Rotations, rotations, rotations.

NBA: New Orleans Pelicans at Charlotte Hornets Jim Dedmon-USA TODAY Sports

Unless James Borrego plans on deploying a 10-man rotation in a single-elimination play-in tournament, someone on the Charlotte Hornets will find themselves on the bench against the Atlanta Hawks more than they’ve perhaps gotten used to.

Last week, Borrego told the media that he’d shown the lay of the land to his team, saying that he thinks that “giving the guys some clarity on roles and rotations will help them play at a higher level” (per The Charlotte Observer’s Rod Boone) as the postseason rolls around. However, that was before Gordon Hayward was ruled out for at least two weeks, and at the time it was apparent that Jalen McDaniels and Isaiah Thomas would be the casualties as Hayward ramped it back up.

As James Plowright and I will discuss on the next At The Hive Live episode, the Hawks are a good matchup for the Hornets. Charlotte is deep on the wing with players that have athleticism and length, LaMelo Ball’s size poses trouble for a smaller Trae Young, and they have just as many shooters — if not more — that can heat up in an instant and seal the game.

Let’s assume two players will receive normal minutes; Cody Martin and Montrezl Harrell. Martin’s point-of-attack defense is frustrating for lead ball-handlers and he’s big enough to defend wings like Bogdan Bogdanović and Kevin Huerter. Harrell put up 20-6 off the bench the last time out against Atlanta — his vocal leadership also counts for something, even if his role could diminish if the Hornets advance into a first-round playoff series (we’ll cross that bridge when we get there).

That leaves McDaniels, Kelly Oubre Jr. and Thomas.

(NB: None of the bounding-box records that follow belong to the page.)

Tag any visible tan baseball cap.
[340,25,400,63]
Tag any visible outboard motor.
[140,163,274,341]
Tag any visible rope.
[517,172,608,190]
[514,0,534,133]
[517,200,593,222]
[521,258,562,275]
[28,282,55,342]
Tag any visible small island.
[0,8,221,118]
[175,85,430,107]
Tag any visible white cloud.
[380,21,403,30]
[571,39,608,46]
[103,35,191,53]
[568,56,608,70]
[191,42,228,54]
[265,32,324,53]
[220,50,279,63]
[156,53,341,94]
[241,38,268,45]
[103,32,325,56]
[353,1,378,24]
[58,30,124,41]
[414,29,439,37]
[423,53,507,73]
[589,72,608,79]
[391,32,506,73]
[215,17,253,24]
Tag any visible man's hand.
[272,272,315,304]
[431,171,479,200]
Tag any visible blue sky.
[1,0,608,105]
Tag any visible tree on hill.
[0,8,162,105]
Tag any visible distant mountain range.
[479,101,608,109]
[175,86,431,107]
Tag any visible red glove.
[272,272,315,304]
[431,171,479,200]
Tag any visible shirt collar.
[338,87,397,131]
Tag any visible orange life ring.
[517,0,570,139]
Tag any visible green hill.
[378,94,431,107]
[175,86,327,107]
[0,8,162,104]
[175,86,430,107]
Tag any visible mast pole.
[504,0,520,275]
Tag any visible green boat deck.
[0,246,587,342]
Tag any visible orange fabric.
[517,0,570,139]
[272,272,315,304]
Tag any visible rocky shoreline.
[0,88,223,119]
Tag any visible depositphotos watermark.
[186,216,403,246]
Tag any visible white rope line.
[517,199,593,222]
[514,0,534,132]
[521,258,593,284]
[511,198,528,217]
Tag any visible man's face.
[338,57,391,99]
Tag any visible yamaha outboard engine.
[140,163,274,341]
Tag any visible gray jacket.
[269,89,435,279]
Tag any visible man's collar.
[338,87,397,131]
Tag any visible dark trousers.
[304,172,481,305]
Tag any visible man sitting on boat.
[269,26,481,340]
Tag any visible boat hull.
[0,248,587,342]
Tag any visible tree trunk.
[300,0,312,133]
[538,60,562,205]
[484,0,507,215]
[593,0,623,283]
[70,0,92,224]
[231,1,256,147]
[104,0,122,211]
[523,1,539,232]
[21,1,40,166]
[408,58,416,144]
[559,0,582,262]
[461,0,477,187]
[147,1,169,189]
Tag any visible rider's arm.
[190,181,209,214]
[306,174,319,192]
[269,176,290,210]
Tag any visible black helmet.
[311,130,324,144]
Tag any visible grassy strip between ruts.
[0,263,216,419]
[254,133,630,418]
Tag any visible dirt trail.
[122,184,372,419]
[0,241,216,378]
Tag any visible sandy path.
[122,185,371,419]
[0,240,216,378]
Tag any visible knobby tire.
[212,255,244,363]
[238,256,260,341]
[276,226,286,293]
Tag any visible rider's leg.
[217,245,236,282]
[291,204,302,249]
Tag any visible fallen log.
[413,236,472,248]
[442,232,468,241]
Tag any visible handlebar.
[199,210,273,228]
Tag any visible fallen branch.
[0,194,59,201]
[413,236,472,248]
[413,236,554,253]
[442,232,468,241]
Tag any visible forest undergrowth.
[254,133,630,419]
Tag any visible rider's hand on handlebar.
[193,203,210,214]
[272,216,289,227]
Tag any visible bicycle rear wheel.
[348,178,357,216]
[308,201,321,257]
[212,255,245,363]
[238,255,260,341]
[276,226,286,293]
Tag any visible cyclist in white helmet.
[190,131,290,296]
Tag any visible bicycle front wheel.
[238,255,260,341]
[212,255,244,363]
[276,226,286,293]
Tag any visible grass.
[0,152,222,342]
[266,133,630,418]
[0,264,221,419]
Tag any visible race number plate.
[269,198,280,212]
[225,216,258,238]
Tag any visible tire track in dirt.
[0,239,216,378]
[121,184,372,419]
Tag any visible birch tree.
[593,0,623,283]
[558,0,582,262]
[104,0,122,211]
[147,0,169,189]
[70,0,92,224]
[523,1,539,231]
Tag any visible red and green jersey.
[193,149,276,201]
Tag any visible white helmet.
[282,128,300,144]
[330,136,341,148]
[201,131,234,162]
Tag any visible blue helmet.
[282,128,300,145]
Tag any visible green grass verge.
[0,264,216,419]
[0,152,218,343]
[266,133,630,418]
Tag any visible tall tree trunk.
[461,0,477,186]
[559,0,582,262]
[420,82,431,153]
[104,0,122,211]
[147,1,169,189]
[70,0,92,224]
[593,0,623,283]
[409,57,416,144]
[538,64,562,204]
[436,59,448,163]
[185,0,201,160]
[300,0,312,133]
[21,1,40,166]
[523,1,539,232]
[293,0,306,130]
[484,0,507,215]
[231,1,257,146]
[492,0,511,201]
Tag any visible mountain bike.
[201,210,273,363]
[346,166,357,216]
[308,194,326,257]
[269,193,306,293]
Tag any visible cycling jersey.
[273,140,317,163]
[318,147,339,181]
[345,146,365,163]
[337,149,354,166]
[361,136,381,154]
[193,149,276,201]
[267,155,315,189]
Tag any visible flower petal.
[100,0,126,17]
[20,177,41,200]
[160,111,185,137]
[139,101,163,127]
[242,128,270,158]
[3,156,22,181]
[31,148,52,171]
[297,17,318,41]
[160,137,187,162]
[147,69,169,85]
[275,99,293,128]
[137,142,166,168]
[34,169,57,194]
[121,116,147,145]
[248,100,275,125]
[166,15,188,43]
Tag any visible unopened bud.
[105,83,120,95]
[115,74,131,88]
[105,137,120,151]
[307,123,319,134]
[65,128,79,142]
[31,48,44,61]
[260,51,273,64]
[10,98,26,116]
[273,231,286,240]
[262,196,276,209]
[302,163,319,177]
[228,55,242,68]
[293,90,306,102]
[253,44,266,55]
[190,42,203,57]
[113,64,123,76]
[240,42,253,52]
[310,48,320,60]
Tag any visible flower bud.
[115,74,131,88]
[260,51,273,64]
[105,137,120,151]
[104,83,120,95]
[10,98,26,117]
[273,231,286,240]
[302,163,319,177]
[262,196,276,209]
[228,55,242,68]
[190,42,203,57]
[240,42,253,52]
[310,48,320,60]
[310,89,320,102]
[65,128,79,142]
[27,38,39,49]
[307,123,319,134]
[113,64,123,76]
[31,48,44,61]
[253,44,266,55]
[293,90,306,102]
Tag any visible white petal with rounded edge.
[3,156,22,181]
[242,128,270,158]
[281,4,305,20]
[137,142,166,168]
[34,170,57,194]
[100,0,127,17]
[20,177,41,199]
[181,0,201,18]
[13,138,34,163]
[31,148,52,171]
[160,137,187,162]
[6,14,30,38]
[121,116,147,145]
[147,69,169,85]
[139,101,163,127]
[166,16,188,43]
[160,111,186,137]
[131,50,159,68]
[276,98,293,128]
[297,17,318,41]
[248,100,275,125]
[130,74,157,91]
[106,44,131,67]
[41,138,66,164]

Oubre is an extreme wild card in a single-elimination game; if early-season Oubre reappears and cans a handful of threes off the bench, the Hornets are likely going to be in position to win. If he comes out cold and his focus wanes defensively, he could be quickly taking a seat on the bench. A fast-paced game would suit him well so he can get going with easy dunks or wide-open triples. Of these three, Oubre’s play is the most volatile, and volatility is not a friend in the play-in.

After shaking off post-injury rust, McDaniels has been excellent. In five games in April, he shot 60 percent from the field and 55.6 percent (7-11) from deep, averaging nearly a block (0.8) and a steal (1.3) per game. The versatility and security he provides as an off-ball defender is valuable for a Hornets team that lacks a true rim protector; players that get in passing lanes, get deflections, dig in to bother drivers, and roam around looking to cause trouble are necessary for this roster, and McDaniels is one of them.

Lastly, we’ve got the most proven playoff performer on the team in Thomas, though it was in the distant past. A couple of big losses to Philadelphia and Miami boosted his playing time before he played garbage time minutes against Orlando and Chicago. A 14-point third-quarter explosion that turned the game for the Hornets in their final outing helps his case, but even during his peak with Boston, offenses were able to seek him out defensively and take him one-on-one or punish the switch. Size could be an issue, but with Atlanta also having a couple of small guards in Lou Williams (if he’s healthy) and Young, another postseason heater from Thomas remains possible.

The DNP-CD that Harrell received against Miami seems to be a one-off now that Hayward is officially ruled out. It’s certainly possible that a lackluster defensive performance coupled with effective small-ball minutes limits him, but he’s at least going to get a shot to impact the game as Ball’s forceful partner in the pick-and-roll.

To answer the question posed in the headline; I’m not really sure! But that’s the fun part. Analyzing and scheming for postseason matchups is significantly more interesting than doing so on a cold night in December. Borrego letting a 10-man rotation ride is possible, but the best players on the team need to, and will be playing extensive minutes. It’ll be harder to do that the more players he includes in the rotation. We’ll see how it goes at 7:00 p.m. Wednesday night on ESPN. Job’s not finished.